The cost of food waste

OneGenAway's First Responder Mark rescues food from a grocery store.
OneGenAway’s First Responder Mark rescues food from a grocery store.

Wasting food is expensive. Think about it; you’re not only losing opportunity cost.

First of all, it takes a lot of money to get produce onto store shelves. You start with the land costs (acquisition, maintenance, taxes, etc.); farming costs (equipment acquisition/maintenance, seeds, irrigation, fertilizer, labor); administrative labor (product placement, staff management, etc.); transportation (vehicle acquisition/maintenance, fuel, driver labor, etc.); grocery store overhead/labor; and more costs. All of that just to get some tomatoes on a shelf.
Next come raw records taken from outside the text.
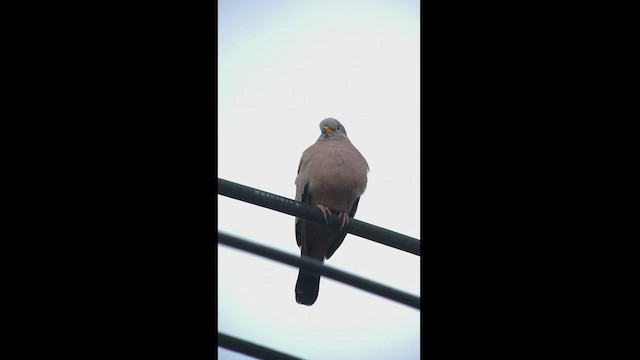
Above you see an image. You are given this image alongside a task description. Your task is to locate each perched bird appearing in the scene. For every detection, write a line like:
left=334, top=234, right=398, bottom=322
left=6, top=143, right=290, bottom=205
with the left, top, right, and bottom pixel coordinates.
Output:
left=295, top=118, right=369, bottom=305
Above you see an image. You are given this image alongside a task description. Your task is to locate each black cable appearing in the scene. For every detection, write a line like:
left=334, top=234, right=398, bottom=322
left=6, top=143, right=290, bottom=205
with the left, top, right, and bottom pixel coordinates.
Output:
left=218, top=231, right=420, bottom=310
left=218, top=332, right=302, bottom=360
left=218, top=178, right=420, bottom=255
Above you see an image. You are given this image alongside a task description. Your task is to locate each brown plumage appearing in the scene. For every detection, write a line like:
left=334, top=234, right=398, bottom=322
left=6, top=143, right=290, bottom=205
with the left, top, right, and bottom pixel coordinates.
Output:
left=295, top=118, right=369, bottom=305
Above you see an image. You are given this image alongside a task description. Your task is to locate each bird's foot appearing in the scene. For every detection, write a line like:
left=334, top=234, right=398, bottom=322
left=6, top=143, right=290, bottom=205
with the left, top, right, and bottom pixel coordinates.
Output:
left=338, top=212, right=349, bottom=231
left=316, top=204, right=331, bottom=224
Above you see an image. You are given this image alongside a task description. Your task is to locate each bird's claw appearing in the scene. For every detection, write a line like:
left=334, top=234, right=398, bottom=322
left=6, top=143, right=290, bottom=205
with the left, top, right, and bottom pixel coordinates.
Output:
left=316, top=204, right=331, bottom=224
left=338, top=212, right=349, bottom=231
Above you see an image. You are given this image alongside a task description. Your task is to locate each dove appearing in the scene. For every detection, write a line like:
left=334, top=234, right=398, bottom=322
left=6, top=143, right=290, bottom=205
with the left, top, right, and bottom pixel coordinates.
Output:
left=295, top=118, right=369, bottom=306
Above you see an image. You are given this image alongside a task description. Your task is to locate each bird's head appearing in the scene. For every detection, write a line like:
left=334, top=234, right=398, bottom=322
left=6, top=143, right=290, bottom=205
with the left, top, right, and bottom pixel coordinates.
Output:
left=320, top=118, right=347, bottom=139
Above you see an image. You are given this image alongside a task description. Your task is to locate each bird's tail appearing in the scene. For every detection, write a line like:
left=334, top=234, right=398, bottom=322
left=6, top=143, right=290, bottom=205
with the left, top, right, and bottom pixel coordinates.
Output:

Then say a cast of those tomatoes don’t sell fast enough, and a new load is coming in that week. A grocery store has a couple options:

• Donate it while it is still viable and nutritions, which takes administrative labor to coordinate with a food rescuer and costs associated with storing that food.
• Throw the food away, which can be costly (garbage service costs often increase as the total weight of waste increases).
• Compost it, which can again be costly as an employee has to coordinate with a composting service and pay the associated transportation and service costs.

We’re not claiming that food rescue isn’t expensive. For us, it takes staffing, warehouse management, truck maintenance, gasoline, refrigeration, and more just to get food from a grocery store to someone’s dinner table. But when something is thrown away or composted, that food still has to be transported and disposed of, which is not free either.

That’s why we do what we do! Our nation is spending money on excess food no matter what we do with it. We would rather invest in feeding our neighbors.